You may realize that you can only see them every two months. Otherwise, it will be too much for you. I think that it is fair to talk to them about it, and I believe that the other party should accept your needs. Friendship is not (and should not be) the same as therapy. You can certainly help your friend, but you are allowed to set boundaries and limits.
Nonetheless, the classic “energy thief” does exist, although they are quite rare in my experience. Such energy thieves are manipulative and controlling while stealing your energy. The fact that they are so manipulative and controlling makes it easier to recognize them because they try to dominate every situation.
In my experience, positive, caring and helpful individuals are the most likely victims of energy theft. They do not expect it.
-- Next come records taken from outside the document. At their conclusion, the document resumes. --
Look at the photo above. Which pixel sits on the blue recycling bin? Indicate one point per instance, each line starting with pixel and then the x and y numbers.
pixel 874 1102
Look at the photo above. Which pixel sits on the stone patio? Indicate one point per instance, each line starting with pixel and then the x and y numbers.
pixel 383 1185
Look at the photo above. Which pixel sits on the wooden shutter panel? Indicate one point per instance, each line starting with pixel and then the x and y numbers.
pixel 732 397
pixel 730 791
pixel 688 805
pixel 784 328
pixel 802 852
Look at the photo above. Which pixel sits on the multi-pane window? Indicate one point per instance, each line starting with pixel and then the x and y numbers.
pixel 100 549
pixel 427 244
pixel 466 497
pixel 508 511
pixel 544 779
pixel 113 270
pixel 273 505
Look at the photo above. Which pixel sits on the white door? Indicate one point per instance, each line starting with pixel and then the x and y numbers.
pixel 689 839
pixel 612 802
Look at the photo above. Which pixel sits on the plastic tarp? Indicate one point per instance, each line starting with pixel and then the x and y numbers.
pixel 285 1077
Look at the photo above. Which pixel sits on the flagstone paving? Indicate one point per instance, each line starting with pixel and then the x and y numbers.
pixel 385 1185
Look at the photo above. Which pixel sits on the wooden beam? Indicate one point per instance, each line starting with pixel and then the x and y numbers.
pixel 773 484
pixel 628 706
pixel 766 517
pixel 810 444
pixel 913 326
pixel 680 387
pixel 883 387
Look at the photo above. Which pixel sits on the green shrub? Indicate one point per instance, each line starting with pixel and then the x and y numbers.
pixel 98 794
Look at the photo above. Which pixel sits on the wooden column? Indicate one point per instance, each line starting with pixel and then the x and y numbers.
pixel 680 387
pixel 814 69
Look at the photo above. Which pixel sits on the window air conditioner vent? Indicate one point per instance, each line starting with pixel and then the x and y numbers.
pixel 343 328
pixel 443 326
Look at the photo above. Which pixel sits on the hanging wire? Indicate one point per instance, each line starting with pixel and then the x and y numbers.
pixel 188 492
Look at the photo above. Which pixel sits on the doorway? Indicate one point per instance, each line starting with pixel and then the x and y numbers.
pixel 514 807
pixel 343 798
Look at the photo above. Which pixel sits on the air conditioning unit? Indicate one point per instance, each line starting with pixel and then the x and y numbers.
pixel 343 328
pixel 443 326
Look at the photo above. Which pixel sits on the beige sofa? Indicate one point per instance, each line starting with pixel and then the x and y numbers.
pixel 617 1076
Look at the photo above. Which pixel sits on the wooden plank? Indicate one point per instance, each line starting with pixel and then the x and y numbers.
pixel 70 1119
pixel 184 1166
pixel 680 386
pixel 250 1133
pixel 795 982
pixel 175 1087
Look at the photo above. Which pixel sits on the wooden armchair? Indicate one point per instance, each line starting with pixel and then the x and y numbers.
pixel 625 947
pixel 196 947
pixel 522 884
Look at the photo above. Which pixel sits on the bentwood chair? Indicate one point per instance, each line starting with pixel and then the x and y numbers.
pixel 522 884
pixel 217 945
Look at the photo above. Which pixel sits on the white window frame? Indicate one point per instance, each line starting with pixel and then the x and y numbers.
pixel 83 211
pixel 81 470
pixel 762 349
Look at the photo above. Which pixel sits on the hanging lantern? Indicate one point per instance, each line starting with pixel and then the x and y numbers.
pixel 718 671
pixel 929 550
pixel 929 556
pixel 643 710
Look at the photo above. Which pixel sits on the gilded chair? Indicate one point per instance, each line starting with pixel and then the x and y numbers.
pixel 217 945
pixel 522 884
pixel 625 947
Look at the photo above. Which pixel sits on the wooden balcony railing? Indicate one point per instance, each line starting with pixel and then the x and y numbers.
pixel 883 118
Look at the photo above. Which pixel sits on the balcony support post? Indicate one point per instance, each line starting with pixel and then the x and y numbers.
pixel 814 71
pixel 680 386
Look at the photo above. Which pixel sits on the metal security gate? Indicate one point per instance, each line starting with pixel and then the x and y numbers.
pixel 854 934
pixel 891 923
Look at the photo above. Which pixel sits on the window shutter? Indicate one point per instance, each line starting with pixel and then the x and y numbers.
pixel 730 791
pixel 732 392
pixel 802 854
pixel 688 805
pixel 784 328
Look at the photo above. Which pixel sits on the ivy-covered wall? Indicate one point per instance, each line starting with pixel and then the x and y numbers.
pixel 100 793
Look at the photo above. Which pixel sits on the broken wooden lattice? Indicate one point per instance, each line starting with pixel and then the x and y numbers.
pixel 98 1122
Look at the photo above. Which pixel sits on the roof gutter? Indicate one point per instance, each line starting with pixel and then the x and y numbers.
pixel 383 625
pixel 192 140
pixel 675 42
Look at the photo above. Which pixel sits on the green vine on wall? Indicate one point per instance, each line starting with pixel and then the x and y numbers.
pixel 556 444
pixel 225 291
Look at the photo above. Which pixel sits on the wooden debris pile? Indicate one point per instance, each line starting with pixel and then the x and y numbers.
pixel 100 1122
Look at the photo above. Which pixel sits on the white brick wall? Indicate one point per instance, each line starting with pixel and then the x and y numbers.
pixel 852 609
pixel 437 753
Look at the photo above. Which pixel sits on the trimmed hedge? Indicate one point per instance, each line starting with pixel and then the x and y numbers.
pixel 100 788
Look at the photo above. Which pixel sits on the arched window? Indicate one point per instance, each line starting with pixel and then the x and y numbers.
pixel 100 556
They might make excuses for the energy thief, stating that this person is not stealing this energy on purpose or does not have any bad intentions. Their dismissal enables to other party to continue with this behavior.
Once you realize that someone is stealing your energy, it is important to not take it personally. Tell yourself that this person drains you of your energy, and that this affects your strength. Take a step back and remove yourself from the situation. How does it feel when you re-engage? Maybe things will improve if you meet with them less frequently or if you reduce the length of each meeting. Such behavioral adjustments may help you to better cope with this dynamic and to establish firmer boundaries.
If this person is a intentional energy thief, you will sooner or later have to distance yourself from them. This does not mean that you have failed or did not try hard enough. Instead, it simply proves that the energy thief was not willing to change their behavior.